A pre-production car is like a beta version of a software program -- it is used for demonstration and evaluation purposes of an all-new vehicle.
An example was Preston Tucker in the development the radically designed 1948 Tucker Sedan for the postwar car market and purchased a factory in Chicago for building the pre-production cars. Automakers may assemble pre-production cars in a specialized small facility, often by hand, to try out the new tooling, as well as test vehicle assembly fits and techniques. This is also an opportunity to train foremen and supervisors for volume production, sometimes ten months before pilot assembly of the new cars.
In some cases, pre-production cars may be built before management has made final marketing decisions. Although the Nash and Hudson brands disappeared for 1958 in favor of a unified Rambler line under AMC, pre-production cars included the Nash or Hudson emblems ahead of the Ambassador nameplates on the sides of the front fenders, and early factory literature has visible airbrushing to eliminate the emblems. Chevrolet built 43 pre-production, third-generation Corvettes, but none were released to the public as the automaker skipped over the 1983 model year and decided to introduce the new cars as 1984s with an extended production run.
Manufacturers sometimes use pre-production cars to provide the automotive press a chance to experience and create publicity and articles about the models that are yet to appear in dealer showrooms for public view. Some of these cars are exhibited at auto shows. They may also be destroyed during crash tests. Most of the rest are scrapped, as some may not meet automobile safety regulations or emission standards.

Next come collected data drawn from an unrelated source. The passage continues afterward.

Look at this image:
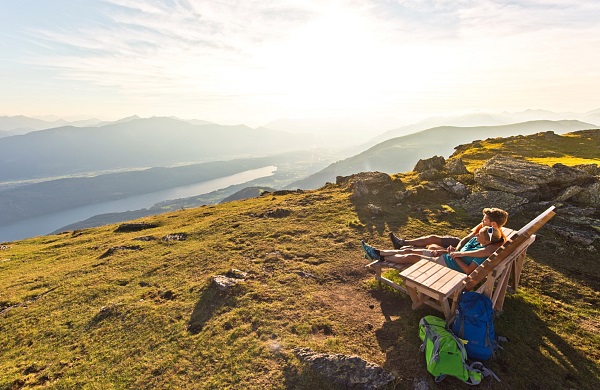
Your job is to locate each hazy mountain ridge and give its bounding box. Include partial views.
[0,115,104,136]
[365,108,600,147]
[288,120,598,190]
[0,117,317,182]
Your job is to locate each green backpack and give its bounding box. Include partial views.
[419,315,500,385]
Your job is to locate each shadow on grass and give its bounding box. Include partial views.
[494,295,600,390]
[187,285,239,334]
[281,366,340,390]
[369,288,600,389]
[368,286,439,386]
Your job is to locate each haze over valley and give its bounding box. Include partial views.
[0,110,598,242]
[2,1,599,241]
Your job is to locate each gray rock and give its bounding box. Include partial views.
[212,275,243,291]
[550,163,594,186]
[414,156,445,173]
[225,269,248,279]
[546,224,598,246]
[476,155,555,186]
[294,347,395,389]
[395,189,417,201]
[342,172,392,199]
[474,171,539,194]
[574,163,600,176]
[441,178,470,198]
[453,191,529,215]
[553,185,584,202]
[444,158,470,175]
[572,182,600,206]
[418,169,443,181]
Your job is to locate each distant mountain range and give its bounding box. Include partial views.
[0,117,317,182]
[2,111,599,240]
[364,108,600,147]
[0,115,215,137]
[287,120,598,189]
[0,115,103,136]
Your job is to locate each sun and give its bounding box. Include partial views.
[247,6,392,113]
[245,4,447,120]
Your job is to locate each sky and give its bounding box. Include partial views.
[1,0,599,133]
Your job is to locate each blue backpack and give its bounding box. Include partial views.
[451,292,502,361]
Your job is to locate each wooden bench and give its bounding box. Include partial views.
[368,206,556,320]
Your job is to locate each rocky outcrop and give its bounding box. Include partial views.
[414,156,445,172]
[294,347,395,389]
[444,158,470,175]
[571,182,600,206]
[550,163,594,187]
[414,156,469,181]
[474,155,555,194]
[454,191,530,215]
[345,149,600,246]
[337,172,393,200]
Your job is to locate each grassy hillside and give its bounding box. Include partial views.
[289,120,597,189]
[451,129,600,170]
[1,133,599,389]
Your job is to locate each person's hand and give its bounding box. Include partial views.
[446,245,455,253]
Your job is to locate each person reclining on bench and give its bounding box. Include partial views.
[389,207,508,258]
[362,226,506,274]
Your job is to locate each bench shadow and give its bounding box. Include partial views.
[492,296,600,389]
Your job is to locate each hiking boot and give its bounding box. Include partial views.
[361,240,381,261]
[389,232,406,249]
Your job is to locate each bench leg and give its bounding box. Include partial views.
[406,286,425,309]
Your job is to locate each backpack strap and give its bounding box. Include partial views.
[467,362,501,385]
[485,322,496,359]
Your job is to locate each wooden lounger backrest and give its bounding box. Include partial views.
[463,205,556,291]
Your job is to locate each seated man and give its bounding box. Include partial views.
[389,207,508,258]
[362,225,505,274]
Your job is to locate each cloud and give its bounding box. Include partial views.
[4,0,600,123]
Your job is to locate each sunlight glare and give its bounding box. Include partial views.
[248,4,446,117]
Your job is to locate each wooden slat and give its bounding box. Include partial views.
[428,269,464,293]
[406,260,446,283]
[400,259,436,279]
[437,273,468,295]
[464,206,555,291]
[420,266,452,287]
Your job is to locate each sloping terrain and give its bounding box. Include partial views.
[289,120,596,189]
[1,131,598,389]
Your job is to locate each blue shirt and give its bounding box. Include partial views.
[443,237,487,273]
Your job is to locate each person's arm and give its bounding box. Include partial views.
[452,257,479,274]
[456,232,476,250]
[456,223,483,250]
[450,243,500,259]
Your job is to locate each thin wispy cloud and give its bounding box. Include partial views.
[1,0,598,127]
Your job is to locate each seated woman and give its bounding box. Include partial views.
[361,226,505,274]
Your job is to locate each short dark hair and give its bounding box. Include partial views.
[483,208,508,227]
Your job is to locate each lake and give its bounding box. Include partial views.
[0,166,276,242]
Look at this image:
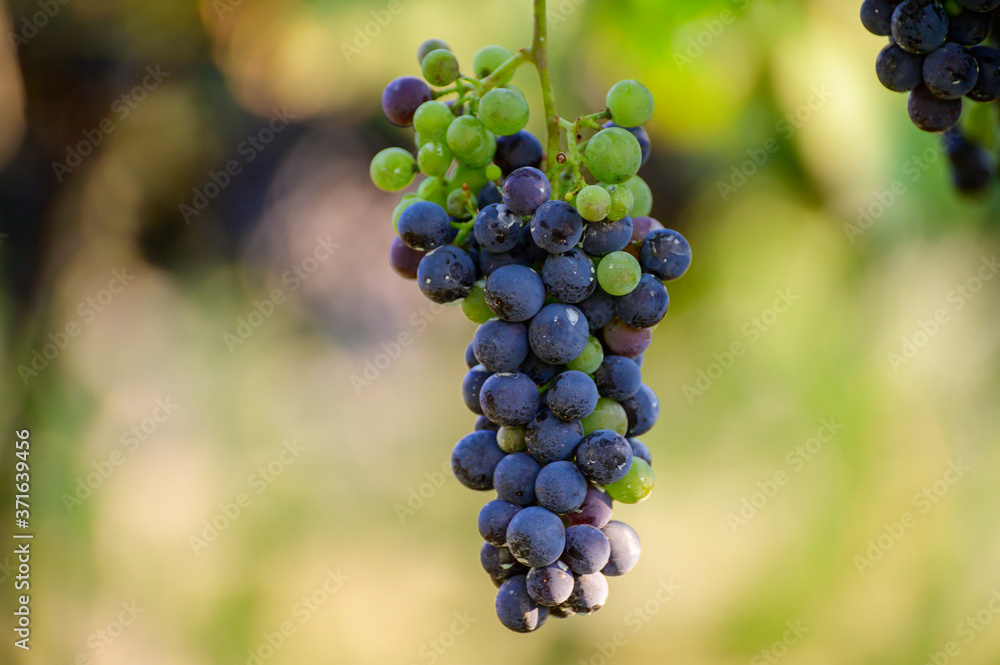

An example was the Dodge Tomahawk motorcycle, "that hundreds were projected to be built", but even the few that were sold "do not meet the legal requirements to be classified as a motorcycle by the U.S. government, or to be driven on the street".
Pre-production prototypes are used for testing and evaluation of upcoming designs. These evaluation cars are built early on during a model year, but with some of changes that are going to be incorporated in the manufacture of the next model year models. In the case of American Motors (AMC), these included appearance modifications such as grilles, tail lights, trims, or interiors that were fabricated in clay, fiberglass, wood, or plaster. These experimental vehicles were road tested in anticipation of consumer demand and regulatory changes. Designs were tested in these cars in response to customers and drive reports, as well as to include better solutions like making the ashtray and cigar lighter more user friendly.
Automakers put new technologies in endurance or motor sport contests to test their use in extreme conditions before incorporating them in production cars. For example, the electronic fuel-injected (EFI) Rambler Rebels that participated in the 1957 NASCAR Daytona Speed Weeks (held on the Daytona Beach Road Course) were "pre-production pilot cars." However, AMC's supplier, Bendix, was not able to work out all the drivability problems from its "Electrojector" system. Although the EFI option was announced to AMC dealers and described in the Owner's Manual, no 1957 fuel injected Rebels were sold to retail customers.
Automakers also design production prototypes to experiment and help develop new standards and regulations. Major safety improvements may be taken into account during the initial development stages of vehicles, but not removed from actual production cars even after the proposed stiffer regulations are rolled back. The AMC Pacer was designed with shortened ends, but incorporated "new impact energy absorbing ideas" to perform at higher crash speeds than the final U.S. regulations that were mandated for the 1975 model year production.